The aim of this article is to evaluate oral cavity/pharyngeal cancer (OCPC) trends that may reflect changes in cigarette smoking, alcohol consumption, and human papillomavirus (HPV) infection.


We used Surveillance, Epidemiology, and End Results program data for 58,204 cases diagnosed during 1977-2007 to classify if squamous cell carcinomas of the OCP by anatomic site are potentially HPV-related.
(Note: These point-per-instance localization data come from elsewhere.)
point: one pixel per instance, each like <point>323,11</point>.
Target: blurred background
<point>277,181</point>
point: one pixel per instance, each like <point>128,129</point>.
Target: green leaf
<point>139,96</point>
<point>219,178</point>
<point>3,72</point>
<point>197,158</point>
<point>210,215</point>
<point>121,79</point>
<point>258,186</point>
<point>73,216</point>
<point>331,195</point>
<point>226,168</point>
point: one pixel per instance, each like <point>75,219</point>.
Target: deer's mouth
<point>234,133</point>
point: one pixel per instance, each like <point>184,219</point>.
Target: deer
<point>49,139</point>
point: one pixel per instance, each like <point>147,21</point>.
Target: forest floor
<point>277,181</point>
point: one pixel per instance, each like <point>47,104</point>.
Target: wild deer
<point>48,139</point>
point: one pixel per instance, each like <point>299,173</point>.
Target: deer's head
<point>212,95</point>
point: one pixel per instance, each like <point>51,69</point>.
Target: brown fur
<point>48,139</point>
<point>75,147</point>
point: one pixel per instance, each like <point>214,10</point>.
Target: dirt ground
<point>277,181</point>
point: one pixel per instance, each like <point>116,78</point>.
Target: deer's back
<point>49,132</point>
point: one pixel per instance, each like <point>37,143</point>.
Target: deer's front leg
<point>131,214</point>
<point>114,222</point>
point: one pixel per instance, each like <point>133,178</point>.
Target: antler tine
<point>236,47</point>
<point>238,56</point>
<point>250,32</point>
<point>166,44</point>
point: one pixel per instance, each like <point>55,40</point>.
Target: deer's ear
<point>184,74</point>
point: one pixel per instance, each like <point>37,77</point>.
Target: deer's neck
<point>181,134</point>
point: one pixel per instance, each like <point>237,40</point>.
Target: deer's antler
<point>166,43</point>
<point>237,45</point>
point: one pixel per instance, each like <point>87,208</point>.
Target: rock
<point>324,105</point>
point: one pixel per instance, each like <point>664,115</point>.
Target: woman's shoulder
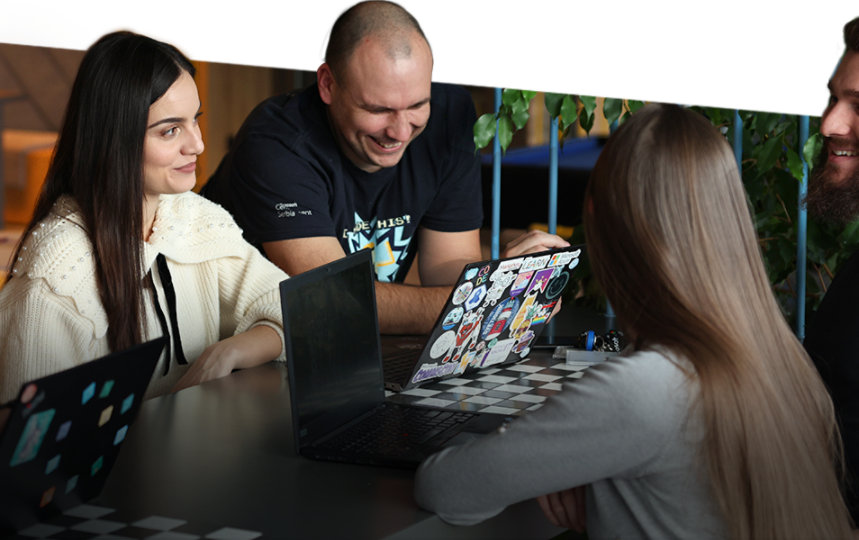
<point>191,228</point>
<point>56,264</point>
<point>645,382</point>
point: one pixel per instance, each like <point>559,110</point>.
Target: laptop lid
<point>331,339</point>
<point>494,314</point>
<point>64,433</point>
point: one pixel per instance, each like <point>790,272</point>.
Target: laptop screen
<point>332,344</point>
<point>65,431</point>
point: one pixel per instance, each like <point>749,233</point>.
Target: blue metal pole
<point>738,141</point>
<point>801,235</point>
<point>553,176</point>
<point>609,311</point>
<point>496,183</point>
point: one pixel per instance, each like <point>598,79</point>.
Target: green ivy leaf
<point>811,149</point>
<point>568,112</point>
<point>794,164</point>
<point>520,118</point>
<point>505,132</point>
<point>589,103</point>
<point>553,103</point>
<point>634,105</point>
<point>484,130</point>
<point>612,109</point>
<point>586,120</point>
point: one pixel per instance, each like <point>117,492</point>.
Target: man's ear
<point>325,82</point>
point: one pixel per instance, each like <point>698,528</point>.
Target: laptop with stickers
<point>337,391</point>
<point>63,434</point>
<point>493,317</point>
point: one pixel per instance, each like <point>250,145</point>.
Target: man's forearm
<point>409,309</point>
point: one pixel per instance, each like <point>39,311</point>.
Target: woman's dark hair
<point>98,161</point>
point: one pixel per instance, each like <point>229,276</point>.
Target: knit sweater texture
<point>51,316</point>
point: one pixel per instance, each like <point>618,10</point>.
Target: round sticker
<point>452,318</point>
<point>499,318</point>
<point>461,293</point>
<point>475,297</point>
<point>556,286</point>
<point>443,344</point>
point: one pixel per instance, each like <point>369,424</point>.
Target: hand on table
<point>251,348</point>
<point>532,242</point>
<point>565,508</point>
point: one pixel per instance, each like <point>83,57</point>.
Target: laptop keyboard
<point>399,366</point>
<point>397,430</point>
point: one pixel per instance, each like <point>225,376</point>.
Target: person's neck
<point>150,207</point>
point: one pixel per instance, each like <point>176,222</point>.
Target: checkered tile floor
<point>89,521</point>
<point>509,390</point>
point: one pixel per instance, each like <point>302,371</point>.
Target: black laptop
<point>337,391</point>
<point>493,317</point>
<point>64,432</point>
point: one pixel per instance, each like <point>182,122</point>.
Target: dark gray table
<point>222,454</point>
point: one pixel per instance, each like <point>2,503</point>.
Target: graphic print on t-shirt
<point>385,238</point>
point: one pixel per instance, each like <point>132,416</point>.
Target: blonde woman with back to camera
<point>712,423</point>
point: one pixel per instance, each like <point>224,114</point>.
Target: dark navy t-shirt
<point>285,178</point>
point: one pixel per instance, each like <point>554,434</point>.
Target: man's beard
<point>829,201</point>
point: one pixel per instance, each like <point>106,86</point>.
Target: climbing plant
<point>772,169</point>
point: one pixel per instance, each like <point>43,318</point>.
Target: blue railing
<point>802,228</point>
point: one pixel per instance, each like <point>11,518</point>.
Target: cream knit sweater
<point>51,317</point>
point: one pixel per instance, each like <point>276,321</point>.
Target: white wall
<point>763,55</point>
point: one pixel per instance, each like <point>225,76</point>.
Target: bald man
<point>373,155</point>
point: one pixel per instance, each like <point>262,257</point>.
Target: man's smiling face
<point>380,103</point>
<point>833,193</point>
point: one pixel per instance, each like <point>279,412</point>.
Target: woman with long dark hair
<point>119,249</point>
<point>713,423</point>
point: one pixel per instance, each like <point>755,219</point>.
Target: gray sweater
<point>624,429</point>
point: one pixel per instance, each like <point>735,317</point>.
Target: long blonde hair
<point>672,243</point>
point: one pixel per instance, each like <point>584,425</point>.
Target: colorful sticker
<point>499,352</point>
<point>71,484</point>
<point>465,336</point>
<point>523,342</point>
<point>521,283</point>
<point>560,259</point>
<point>511,265</point>
<point>105,389</point>
<point>105,415</point>
<point>52,464</point>
<point>432,371</point>
<point>28,393</point>
<point>462,292</point>
<point>120,435</point>
<point>541,279</point>
<point>31,439</point>
<point>126,404</point>
<point>88,393</point>
<point>47,497</point>
<point>476,297</point>
<point>500,281</point>
<point>543,313</point>
<point>465,361</point>
<point>535,263</point>
<point>452,318</point>
<point>63,432</point>
<point>442,344</point>
<point>499,318</point>
<point>557,285</point>
<point>525,314</point>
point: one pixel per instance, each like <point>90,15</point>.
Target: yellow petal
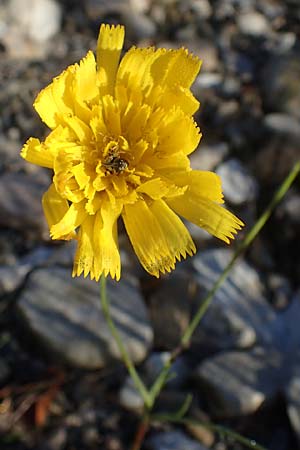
<point>180,68</point>
<point>56,99</point>
<point>85,87</point>
<point>37,153</point>
<point>177,132</point>
<point>206,214</point>
<point>74,217</point>
<point>111,115</point>
<point>154,188</point>
<point>157,235</point>
<point>200,182</point>
<point>105,238</point>
<point>55,207</point>
<point>84,256</point>
<point>109,46</point>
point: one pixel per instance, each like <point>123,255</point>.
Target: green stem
<point>186,337</point>
<point>221,430</point>
<point>280,193</point>
<point>124,354</point>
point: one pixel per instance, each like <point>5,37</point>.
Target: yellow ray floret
<point>121,134</point>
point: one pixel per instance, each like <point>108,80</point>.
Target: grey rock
<point>239,314</point>
<point>130,397</point>
<point>283,124</point>
<point>28,33</point>
<point>173,440</point>
<point>202,9</point>
<point>253,24</point>
<point>280,83</point>
<point>281,290</point>
<point>208,156</point>
<point>98,8</point>
<point>65,316</point>
<point>154,364</point>
<point>12,276</point>
<point>286,331</point>
<point>20,203</point>
<point>292,392</point>
<point>237,383</point>
<point>39,19</point>
<point>169,309</point>
<point>239,186</point>
<point>290,207</point>
<point>138,26</point>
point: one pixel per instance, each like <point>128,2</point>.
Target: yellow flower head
<point>119,145</point>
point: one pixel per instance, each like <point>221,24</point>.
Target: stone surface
<point>208,156</point>
<point>38,19</point>
<point>292,392</point>
<point>283,124</point>
<point>64,315</point>
<point>239,186</point>
<point>280,83</point>
<point>170,308</point>
<point>239,314</point>
<point>29,31</point>
<point>12,276</point>
<point>173,440</point>
<point>20,203</point>
<point>253,24</point>
<point>237,383</point>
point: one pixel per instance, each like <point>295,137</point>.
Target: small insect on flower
<point>121,135</point>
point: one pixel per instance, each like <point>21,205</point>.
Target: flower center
<point>113,160</point>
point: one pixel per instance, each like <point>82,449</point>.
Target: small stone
<point>238,185</point>
<point>4,372</point>
<point>281,290</point>
<point>170,309</point>
<point>208,156</point>
<point>253,24</point>
<point>65,315</point>
<point>290,208</point>
<point>39,19</point>
<point>292,392</point>
<point>237,383</point>
<point>280,84</point>
<point>20,203</point>
<point>155,363</point>
<point>173,440</point>
<point>283,124</point>
<point>239,315</point>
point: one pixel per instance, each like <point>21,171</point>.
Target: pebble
<point>20,203</point>
<point>169,309</point>
<point>208,156</point>
<point>280,83</point>
<point>284,125</point>
<point>253,24</point>
<point>292,392</point>
<point>65,315</point>
<point>237,383</point>
<point>239,186</point>
<point>173,440</point>
<point>239,315</point>
<point>38,19</point>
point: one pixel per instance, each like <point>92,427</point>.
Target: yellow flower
<point>119,145</point>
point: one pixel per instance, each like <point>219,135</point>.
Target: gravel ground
<point>62,386</point>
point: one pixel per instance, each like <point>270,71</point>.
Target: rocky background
<point>61,384</point>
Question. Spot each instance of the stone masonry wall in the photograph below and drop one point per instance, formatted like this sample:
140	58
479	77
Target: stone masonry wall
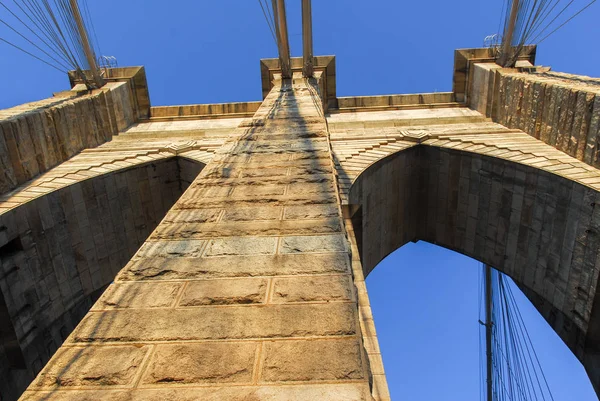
59	251
243	292
38	136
OCPC rates among men peaked during 1982-1986 before declining, most rapidly (46%) among blacks. Rates decreased least rapidly among white males while declining at intermediate paces among other ethnic groups (Asian/Pacific Islanders and Hispanics) and females. Among the men during the recent 16-year time period, the annual percent change for HPV-unrelated sites was much steeper [-6.0% (95% CI = -7.2 to -4.9)] among blacks than whites [-2.5% (95% CI = -2.9 to -2.1)]; for HPV-related sites, it was -1.7% (95% CI = -2.6 to -0.7) among blacks, in striking contrast to +3.3% (95% CI = 2.5-4.0) among whites. HPV-related rates rose rapidly among the white men born since the mid-1940s, tripling among those aged 25-44 and recently surpassing the black male rate. Relative survival rates rose over the study period due to improvements among HPV-related cases.


The OCPC decreases found among all the race/sex groups reflect reductions in smoking prevalence and alcohol consumption. Rising HPV-related cancers among white men may reflect changes in sexual practices since the mid-1960s.